How wonderful, Catherine, you must have been thrilled. So the novel is sold cheaply for a day - it means more readers, which is what you want. Anyway, you are such a brilliant writer and any success is well deserved. And thanks for the picture of Aiden!

Lydia Bennet said...

That is fantastic Catherine and so well deserved. It's a terrific novel. I am interested in the process Amazon uses in selecting these - was it Saraband-published in their eyes, or self-pub? I've always assumed they don't choose self-pub books for the Daily Deal. However I also assumed it was big publishers who nabbed all the chances so either way it's encouraging.

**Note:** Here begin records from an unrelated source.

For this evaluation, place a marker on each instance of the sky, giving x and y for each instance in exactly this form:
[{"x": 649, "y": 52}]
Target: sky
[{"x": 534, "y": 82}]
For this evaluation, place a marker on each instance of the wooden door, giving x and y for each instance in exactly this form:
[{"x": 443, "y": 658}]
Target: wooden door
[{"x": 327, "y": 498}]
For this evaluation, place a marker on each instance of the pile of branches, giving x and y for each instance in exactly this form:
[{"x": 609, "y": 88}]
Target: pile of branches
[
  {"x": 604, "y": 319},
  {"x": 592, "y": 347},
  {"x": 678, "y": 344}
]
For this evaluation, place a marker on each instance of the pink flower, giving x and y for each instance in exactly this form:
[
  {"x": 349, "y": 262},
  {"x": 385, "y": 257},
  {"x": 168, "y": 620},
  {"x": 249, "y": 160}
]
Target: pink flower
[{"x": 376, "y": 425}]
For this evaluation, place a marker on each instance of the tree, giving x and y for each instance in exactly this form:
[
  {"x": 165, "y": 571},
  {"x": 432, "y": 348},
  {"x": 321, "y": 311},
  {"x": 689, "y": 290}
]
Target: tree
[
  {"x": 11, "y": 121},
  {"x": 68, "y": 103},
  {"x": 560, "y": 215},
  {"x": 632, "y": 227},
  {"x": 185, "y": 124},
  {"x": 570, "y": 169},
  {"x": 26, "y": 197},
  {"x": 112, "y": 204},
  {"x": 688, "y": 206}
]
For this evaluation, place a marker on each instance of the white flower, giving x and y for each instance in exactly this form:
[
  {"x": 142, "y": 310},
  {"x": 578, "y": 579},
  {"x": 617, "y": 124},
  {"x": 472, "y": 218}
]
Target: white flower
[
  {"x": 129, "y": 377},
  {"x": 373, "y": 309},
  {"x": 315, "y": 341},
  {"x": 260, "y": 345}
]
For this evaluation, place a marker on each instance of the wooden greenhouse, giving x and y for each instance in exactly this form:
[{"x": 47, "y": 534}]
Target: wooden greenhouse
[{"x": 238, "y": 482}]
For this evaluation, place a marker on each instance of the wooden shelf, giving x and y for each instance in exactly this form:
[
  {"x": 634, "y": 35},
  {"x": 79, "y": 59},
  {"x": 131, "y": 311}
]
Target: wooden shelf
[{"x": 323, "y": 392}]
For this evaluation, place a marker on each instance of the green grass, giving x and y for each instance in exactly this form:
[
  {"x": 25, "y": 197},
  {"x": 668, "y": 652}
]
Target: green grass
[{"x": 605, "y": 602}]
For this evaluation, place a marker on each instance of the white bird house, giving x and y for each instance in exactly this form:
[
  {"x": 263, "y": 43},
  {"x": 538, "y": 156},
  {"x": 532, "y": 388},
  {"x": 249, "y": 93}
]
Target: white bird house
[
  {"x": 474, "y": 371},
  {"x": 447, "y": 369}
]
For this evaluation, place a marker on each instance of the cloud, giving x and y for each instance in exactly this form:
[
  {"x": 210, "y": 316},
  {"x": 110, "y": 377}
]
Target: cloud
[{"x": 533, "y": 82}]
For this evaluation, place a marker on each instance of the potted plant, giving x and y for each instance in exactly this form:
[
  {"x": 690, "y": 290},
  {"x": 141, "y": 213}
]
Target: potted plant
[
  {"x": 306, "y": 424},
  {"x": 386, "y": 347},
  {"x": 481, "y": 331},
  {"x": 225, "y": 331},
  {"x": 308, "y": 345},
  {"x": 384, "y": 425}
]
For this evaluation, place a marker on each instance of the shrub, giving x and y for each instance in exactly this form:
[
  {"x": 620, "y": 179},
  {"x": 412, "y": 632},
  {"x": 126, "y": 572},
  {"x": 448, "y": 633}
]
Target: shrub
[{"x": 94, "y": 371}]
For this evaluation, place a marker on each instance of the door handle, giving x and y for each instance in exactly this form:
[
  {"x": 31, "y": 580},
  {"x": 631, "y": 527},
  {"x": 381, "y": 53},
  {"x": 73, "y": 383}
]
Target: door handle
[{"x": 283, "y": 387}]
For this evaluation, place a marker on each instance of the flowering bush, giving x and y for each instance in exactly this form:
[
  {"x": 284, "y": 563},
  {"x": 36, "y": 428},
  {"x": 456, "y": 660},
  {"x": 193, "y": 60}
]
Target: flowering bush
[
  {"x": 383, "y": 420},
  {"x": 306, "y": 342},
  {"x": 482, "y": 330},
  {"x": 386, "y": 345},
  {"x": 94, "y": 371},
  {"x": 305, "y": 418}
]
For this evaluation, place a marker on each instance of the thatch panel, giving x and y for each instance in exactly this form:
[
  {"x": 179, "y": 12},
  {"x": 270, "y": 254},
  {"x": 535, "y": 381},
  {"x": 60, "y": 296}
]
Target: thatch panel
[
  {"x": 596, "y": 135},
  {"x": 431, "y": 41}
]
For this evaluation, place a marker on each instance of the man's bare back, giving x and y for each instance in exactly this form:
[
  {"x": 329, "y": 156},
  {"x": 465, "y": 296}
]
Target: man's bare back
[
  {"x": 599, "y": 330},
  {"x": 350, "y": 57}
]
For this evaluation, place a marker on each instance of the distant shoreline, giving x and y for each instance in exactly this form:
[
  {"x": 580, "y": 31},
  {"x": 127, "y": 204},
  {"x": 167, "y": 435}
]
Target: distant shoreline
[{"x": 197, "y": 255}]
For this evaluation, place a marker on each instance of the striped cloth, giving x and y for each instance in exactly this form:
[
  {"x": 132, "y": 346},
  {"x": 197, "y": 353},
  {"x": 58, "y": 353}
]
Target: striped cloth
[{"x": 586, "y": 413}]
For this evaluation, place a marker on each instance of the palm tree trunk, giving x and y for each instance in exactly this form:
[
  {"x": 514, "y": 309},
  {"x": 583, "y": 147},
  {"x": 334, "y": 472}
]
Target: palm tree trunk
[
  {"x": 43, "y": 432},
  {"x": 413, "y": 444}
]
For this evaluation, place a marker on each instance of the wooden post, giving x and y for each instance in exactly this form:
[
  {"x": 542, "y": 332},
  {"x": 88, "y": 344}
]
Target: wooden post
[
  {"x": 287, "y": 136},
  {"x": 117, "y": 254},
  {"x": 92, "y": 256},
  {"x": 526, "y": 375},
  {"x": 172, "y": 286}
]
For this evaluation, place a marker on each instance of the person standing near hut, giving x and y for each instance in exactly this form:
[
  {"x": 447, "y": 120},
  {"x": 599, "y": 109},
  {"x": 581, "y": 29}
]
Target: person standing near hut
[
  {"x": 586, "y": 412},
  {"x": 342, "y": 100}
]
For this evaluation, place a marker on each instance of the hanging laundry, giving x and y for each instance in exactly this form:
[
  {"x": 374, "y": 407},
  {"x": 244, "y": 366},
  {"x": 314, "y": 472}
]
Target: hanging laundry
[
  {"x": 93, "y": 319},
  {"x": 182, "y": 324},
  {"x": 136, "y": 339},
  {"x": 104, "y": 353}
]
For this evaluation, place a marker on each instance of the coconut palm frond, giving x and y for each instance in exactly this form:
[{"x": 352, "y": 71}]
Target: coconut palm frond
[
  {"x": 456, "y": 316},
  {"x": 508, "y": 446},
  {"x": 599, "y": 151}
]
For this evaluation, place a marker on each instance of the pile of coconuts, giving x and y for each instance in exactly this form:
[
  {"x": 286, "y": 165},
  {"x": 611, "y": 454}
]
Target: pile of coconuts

So glad it worked out so well for you.

Catherine Czerkawska said...

Thanks, Dennis and Margaret - it's a great feeling, even though fleeting, isn't it? Valerie, I know this was a Saraband thing, nothing to do with the self published books, and I think it's down to Amazon, but I don't think they only go for big publishers in particular which is quite reassuring - it levels the playing field a bit for the smaller independent publishers. I suspect reviews and sales may have something to do with it but don't even know that. I've heard of one or two self publishers also being offered these deals but again, I have no idea why. May have something to do with reviews and sales, but that's only a guess.

Mari Biella said...

Well done, Catherine. The Physic Garden is a great book, and certainly deserves plenty of readers. It's also encouraging that a small independent publisher gets a chance like this - like Valerie, I always assumed that it was the kind of thing that was reserved for the big boys.

Lydia Bennet said...

Thanks for the clarification Catherine, however i've noticed some very new books go up as daily deals which haven't got reviews, which is why I assumed it was the publisher's clout. Either way it's great for you and clearly your publisher is a force to be reckoned with!

Ann Turnbull said...

How exciting this must have been! I'm so pleased for you - and especially for this book, which I love. When it first came out, I bought it on Kindle. Then I bought myself a 'real' copy. Then I bought two more copies as Christmas presents. It's so good to know that many other people may now read it and spread the word. I was only dimly aware of this free for a day phenomenon. It's fascinating - especially as it seems nobody knows how the books are chosen.

Catherine Czerkawska said...

Thanks, Ann and so glad to know you liked it so much that you wanted to give it to other people! The book isn't exactly free on these daily deals - it's drastically reduced, in this case to 99p. But I think the fact that there's a huge mailshot helps.